Question

In which of the following cases, breaking of covalent bonds takes place?
(A) Boiling of ${{H}_{2}}O$
(B) Melting of KCN
(C) Boiling of $C{{F}_{4}}$
(D) Melting of $Si{{O}_{2}}$

Answer 1

The covalent bond can be broken by applying a desired amount of energy to overcome the strength of the covalent bond. As this is a stronger bond we need a higher amount of energies to make the processes possible.

Complete Solution :
Here, we would see each process one by one to conclude an answer;
1. Boiling of ${{H}_{2}}O$-
Boiling of water is a simple process in which simpler intermolecular forces act and distinct ${{H}_{2}}O$ molecules are separated. But the covalent bonds in between the ${{H}_{2}}O$ molecules do not break i.e. no intramolecular forces act.

2. Melting of KCN-
In the given molecule i.e. KCN contains both the ionic and covalent bonds. Also, it is a simpler molecule in which intermolecular forces can overcome during melting. But the covalent bonds cannot be broken in this case as well.

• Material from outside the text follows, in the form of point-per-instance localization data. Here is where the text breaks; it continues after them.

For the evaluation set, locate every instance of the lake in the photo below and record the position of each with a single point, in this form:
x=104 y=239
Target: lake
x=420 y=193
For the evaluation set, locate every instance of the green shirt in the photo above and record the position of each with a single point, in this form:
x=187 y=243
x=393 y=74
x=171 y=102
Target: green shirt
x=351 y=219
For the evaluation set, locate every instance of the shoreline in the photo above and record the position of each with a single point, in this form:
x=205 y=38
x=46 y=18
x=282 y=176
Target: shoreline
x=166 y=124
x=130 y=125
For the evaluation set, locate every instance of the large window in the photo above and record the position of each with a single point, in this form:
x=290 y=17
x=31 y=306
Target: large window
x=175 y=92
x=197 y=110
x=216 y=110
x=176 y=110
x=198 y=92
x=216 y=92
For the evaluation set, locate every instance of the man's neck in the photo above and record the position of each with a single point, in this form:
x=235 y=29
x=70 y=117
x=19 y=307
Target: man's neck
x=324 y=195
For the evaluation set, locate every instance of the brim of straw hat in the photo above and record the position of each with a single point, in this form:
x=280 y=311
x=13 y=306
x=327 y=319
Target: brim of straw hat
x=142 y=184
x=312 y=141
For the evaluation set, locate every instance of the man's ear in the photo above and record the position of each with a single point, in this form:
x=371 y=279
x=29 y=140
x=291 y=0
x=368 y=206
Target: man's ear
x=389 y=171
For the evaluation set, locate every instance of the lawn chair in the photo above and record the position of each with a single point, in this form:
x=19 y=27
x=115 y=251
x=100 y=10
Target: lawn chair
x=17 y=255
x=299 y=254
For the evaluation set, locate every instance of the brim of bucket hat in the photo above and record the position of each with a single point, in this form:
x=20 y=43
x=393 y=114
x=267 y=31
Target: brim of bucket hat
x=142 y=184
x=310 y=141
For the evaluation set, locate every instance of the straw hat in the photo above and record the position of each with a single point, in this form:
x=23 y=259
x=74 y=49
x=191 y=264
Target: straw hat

3. Boiling of $C{{F}_{4}}$-
Carbon tetrafluoride is a covalent compound as a water molecule, in which carbon forms a single bond with each fluorine atom. So, when we boil this compound, it is impossible to break this covalent bond due to its high stability.

4. Melting of $Si{{O}_{2}}$ -
In silica, silicon is $s{{p}^{3}}$ hybridised and is thus linked to four oxygen atoms forming a three-dimensional structure. This giant molecule is highly stable and hence, requires a high amount of energy to break this crystal. But at a higher melting point, this can be made possible.
Therefore, breaking of covalent bonds can take place while we melt $Si{{O}_{2}}$.
So, the correct answer is “Option D”.

Note: The overall analysis can be done easily when we observe the structures of given molecules. More the complexity, more possibility to break the bonds.